If only we could account for the component of weight that does not depend on age. Simple you think! I will find the relationship between weight and age then subtract that portion of weight which is explained by age leaving me with a weight Residual. I’ll add this to the model of cost and get an even better estimate of the relationship between cost and age. In R this might look like:
data$Predicted = predict(glm(weight ~ Age, data=data))
data$Residual = data$weight - data$Predicted
summary(glm(Cost ~ Age + Residual, data=data))
Estimate Std. Error
(Intercept) -0.000305 0.032593
Age 2.055623 0.031508
Residual 1.022017 0.031355
Marvelous! Our estimate of the standard error of age to cost has gone down! We must have improved the condition. But LO, why is the estimate of the age coefficient the same as it was in our first regression? Surely if the estimate is a better one it must also be a different one?
It seems we have stumbled upon an old problem in statistics. The problem of the generated regressor (Pagan 1984). The standard error is now leading us astray. It is not to be trusted. The basic problem is that we cannot be certain of the true relationship between weight and age.
But what if we could? What if we somehow knew what the true relationship between weight and age actually was. Well in this case we do, because we made up the data. weight is simply age plus some error term. So all we have to do is subtract age from weight and we have the ‘true’ Residual. How does this kind of residual fare?
data$Residual = data$Weight - data$Age
summary(glm(Cost ~ Age + Residual, data=data))
Estimate Std. Error
(Intercept) 0.01624 0.03260
Age 2.04905 0.03151
Residual 1.02202 0.03135
Now this really is something! Once again the standard error of the estimate of age has shrunk, but more notably the estimate itself has gotten closer to 2 which is the value we actually know it to be!

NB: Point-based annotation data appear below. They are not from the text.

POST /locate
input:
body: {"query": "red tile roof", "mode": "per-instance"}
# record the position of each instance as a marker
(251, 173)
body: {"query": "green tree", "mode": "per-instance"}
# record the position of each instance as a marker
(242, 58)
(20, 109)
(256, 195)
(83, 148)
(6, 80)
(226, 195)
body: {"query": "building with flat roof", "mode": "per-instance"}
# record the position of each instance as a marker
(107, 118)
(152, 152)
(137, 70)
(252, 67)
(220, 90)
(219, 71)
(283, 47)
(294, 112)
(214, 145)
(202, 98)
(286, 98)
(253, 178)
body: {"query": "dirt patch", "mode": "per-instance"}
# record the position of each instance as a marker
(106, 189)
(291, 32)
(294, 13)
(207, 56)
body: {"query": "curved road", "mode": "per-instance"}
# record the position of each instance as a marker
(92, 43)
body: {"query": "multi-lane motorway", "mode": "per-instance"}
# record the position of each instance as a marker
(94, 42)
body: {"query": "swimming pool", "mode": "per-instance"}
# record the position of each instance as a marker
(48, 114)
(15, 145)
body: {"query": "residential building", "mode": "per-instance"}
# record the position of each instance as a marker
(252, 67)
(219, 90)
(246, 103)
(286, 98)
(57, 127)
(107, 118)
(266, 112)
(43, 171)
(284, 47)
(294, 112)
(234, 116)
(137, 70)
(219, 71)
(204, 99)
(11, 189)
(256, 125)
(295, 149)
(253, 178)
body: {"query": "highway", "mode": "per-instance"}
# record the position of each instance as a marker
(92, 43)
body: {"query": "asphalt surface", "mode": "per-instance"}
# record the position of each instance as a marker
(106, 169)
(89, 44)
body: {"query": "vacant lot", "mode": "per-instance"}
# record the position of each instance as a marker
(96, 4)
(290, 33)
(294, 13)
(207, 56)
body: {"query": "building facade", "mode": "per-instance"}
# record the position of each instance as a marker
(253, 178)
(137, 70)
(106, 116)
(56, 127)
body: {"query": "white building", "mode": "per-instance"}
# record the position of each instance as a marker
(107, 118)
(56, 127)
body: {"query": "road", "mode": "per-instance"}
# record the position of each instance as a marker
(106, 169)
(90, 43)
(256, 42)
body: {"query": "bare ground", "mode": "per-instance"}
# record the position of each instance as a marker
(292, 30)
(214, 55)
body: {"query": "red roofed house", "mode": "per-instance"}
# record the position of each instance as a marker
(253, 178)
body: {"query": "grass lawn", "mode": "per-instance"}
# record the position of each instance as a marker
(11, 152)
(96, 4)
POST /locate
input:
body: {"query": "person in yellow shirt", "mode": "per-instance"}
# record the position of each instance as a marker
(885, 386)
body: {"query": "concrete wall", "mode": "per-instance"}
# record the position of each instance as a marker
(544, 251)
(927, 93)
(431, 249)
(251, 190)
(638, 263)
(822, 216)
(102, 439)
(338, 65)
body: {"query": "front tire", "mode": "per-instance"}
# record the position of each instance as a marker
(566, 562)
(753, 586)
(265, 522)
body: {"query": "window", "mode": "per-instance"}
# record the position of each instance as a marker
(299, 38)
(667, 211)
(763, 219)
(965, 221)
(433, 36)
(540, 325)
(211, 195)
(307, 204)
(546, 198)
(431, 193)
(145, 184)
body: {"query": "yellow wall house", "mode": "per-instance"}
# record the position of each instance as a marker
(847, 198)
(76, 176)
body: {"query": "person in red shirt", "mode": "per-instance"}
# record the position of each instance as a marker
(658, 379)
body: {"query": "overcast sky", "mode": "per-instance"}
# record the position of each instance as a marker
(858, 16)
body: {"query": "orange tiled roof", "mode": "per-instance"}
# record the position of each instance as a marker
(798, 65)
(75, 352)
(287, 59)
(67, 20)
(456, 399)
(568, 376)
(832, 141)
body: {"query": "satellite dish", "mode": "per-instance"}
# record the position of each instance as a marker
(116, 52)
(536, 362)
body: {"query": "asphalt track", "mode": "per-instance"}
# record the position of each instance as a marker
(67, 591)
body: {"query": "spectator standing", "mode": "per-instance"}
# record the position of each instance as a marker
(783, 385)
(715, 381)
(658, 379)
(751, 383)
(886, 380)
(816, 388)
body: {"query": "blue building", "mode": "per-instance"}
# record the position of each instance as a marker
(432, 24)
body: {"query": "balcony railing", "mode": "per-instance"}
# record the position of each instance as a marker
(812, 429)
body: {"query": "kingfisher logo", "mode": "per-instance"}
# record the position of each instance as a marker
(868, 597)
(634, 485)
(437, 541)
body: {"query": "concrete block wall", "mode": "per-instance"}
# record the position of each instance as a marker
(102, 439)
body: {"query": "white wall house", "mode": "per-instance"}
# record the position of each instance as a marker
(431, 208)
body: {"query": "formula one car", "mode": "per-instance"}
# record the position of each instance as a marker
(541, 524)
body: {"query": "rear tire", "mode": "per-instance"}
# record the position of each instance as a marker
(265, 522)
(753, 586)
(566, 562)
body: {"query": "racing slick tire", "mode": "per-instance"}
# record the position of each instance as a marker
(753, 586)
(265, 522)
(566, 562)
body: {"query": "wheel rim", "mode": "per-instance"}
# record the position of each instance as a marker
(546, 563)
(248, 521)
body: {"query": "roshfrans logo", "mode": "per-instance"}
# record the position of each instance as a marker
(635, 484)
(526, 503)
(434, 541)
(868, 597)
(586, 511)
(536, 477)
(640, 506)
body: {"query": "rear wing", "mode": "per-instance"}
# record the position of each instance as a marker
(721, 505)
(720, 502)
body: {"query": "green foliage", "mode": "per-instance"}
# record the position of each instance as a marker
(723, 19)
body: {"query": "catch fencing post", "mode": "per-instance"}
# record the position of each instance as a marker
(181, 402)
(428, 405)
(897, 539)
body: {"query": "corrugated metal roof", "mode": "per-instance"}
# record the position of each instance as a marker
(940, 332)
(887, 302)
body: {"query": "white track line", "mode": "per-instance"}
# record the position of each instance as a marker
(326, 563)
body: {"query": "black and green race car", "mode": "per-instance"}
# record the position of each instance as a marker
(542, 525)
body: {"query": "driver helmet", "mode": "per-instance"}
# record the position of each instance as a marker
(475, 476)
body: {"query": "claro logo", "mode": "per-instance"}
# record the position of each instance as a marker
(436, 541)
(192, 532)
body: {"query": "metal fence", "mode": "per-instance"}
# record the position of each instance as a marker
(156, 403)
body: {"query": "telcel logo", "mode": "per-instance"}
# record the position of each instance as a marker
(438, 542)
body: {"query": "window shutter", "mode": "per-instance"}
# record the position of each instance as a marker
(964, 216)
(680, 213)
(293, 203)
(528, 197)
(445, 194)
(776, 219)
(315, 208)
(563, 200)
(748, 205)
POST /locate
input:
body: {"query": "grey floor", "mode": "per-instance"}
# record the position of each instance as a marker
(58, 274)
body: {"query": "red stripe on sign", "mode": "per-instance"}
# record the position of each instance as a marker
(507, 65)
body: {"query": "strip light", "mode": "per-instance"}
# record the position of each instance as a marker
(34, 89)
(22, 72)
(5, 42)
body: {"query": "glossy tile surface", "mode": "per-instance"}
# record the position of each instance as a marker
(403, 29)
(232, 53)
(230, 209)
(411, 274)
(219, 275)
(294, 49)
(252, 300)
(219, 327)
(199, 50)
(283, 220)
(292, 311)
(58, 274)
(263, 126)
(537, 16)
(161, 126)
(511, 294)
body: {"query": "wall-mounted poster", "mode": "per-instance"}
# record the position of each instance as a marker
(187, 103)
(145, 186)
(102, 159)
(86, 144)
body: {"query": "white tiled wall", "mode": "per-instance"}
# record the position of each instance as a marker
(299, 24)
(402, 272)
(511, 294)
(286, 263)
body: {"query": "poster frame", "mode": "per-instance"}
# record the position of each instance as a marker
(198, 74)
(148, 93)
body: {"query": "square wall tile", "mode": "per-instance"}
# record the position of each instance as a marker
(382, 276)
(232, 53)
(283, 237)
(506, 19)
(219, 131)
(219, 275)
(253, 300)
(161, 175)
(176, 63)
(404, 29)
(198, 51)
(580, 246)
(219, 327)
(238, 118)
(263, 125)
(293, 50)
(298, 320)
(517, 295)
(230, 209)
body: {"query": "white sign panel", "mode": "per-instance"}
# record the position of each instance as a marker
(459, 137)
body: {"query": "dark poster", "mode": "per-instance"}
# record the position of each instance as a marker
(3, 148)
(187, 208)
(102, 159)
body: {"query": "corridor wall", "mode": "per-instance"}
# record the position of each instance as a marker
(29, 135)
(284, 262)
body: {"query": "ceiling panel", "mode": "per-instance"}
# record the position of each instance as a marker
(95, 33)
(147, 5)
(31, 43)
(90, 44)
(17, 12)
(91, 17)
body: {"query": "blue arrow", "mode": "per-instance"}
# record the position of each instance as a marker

If only we knew the real relationship between weight and cost we would be in business. Of course we never can know this real relationship without unlimited data but what if we simply had a very good estimate. Imagine that we had access to census records which reported age and weight for the entire country. Then we could probably get an estimate of the relationship that was quite close to the truth and we could use this to calculate the residual. In R we might imagine:
n = 100000
mean = 0
sd = 1
Age = rnorm(n, mean, sd)
Weight = Age + rnorm(n, mean, sd)
census <- data.frame="data.frame" ge="ge" span="span" weight="weight">->
data$Predicted = predict(glm(Weight ~ Age, data=census), newdata=data)
data$Residual = data$Weight - data$Predicted
summary(glm(Cost ~ Age + Residual, data=data))
Estimate Std. Error
(Intercept) 0.01210 0.03260
Age 2.05207 0.03151
Residual 1.02202 0.03135
How cool is this once again we have a different better estimate of the relationship between age and cost. Now when we go to make our mailing we can make a more informed mailing.
And that’s the residual method. We leverage a large body of incomplete data to estimate a more precise relationship in a small amount of full data. In this example the result is rather simple and of limited utility. But I think it points is bright new direction for statistics.
Humans are amazing at leveraging all the knowledge we have of the world to solve small new puzzles. When a child learns the alphabet, they don’t need to see ten thousand examples before they have it mastered. Several dozen will do. This is because this child has seen millions of images in its life-time and the ones that present the alphabet are quite distinct. It doesn’t need to learn how to account for lighting and orientation because it has solved those problems using the images that came before. Instead it can focus on crux of the matter.
The residual method is a step in this direction. It works by exploiting knowledge of the world to get at the crux of the matter.